We consider each of the 6 variants as query set and we test each one separately. Given a distorted image from the query set, the task is to retrieve the corresponding original one from the database set. The position of the correct match in the computed ranking is recorded. This process is repeated for every image in a query set.

To distance functions used for ranking is chosen according to the descriptor; for each descriptor we selected the best performing distance function between all of the ones available in the MATLAB software [22]. More specifically, for the FV-CNN descriptor and our descriptor we employ the cosine distance while for the Tamura descriptor the cityblock distance function performs best.
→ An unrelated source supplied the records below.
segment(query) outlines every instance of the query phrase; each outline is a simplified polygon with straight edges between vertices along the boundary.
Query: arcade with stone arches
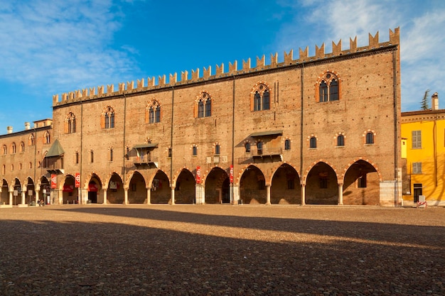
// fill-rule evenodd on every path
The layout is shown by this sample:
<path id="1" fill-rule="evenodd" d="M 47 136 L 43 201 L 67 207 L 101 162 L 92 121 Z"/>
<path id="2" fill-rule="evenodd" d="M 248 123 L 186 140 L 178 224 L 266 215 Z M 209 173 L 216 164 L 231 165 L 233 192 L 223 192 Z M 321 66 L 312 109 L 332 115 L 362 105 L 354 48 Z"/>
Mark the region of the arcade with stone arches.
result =
<path id="1" fill-rule="evenodd" d="M 321 160 L 312 163 L 302 177 L 289 163 L 280 164 L 269 174 L 267 171 L 261 164 L 248 165 L 240 170 L 232 185 L 230 169 L 220 167 L 204 172 L 198 182 L 196 170 L 188 168 L 176 171 L 173 182 L 160 169 L 132 171 L 125 181 L 116 172 L 104 177 L 91 173 L 80 190 L 74 186 L 75 177 L 67 175 L 59 185 L 58 200 L 112 204 L 380 204 L 382 177 L 378 168 L 365 160 L 355 160 L 341 168 Z M 4 180 L 2 188 L 21 186 L 15 182 L 11 185 Z M 6 199 L 2 190 L 1 201 Z"/>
Table 2 shows the results of this experiment in all of the 6 variants previously described. In each case Texel-Att reaches the best results in terms of AUC: Area Under Curve index related to CMC (Cumulative Matching Characteristics) curves shown in the plots in Fig. 4. We show only the first 200 positions for the CMC curve rank as we consider higher ranking positions less useful for a retrieval application (a user will rarely check results beyond 200 images).

5 Conclusion

This paper promotes to describe element-based textures by using attributes which focus on texels. Our framework, Texel-Att, can successfully describe and retrieve this type of patterns inside large databases even under simulated real-world factors such as poor resolution, noise and lighting conditions. The experiments show that we perform better in this task with our texel based attributes than by using state-of-the-art general texture descriptors, paving the way for retrieval applications in the fashion and textile domains where element-based textures are prominent.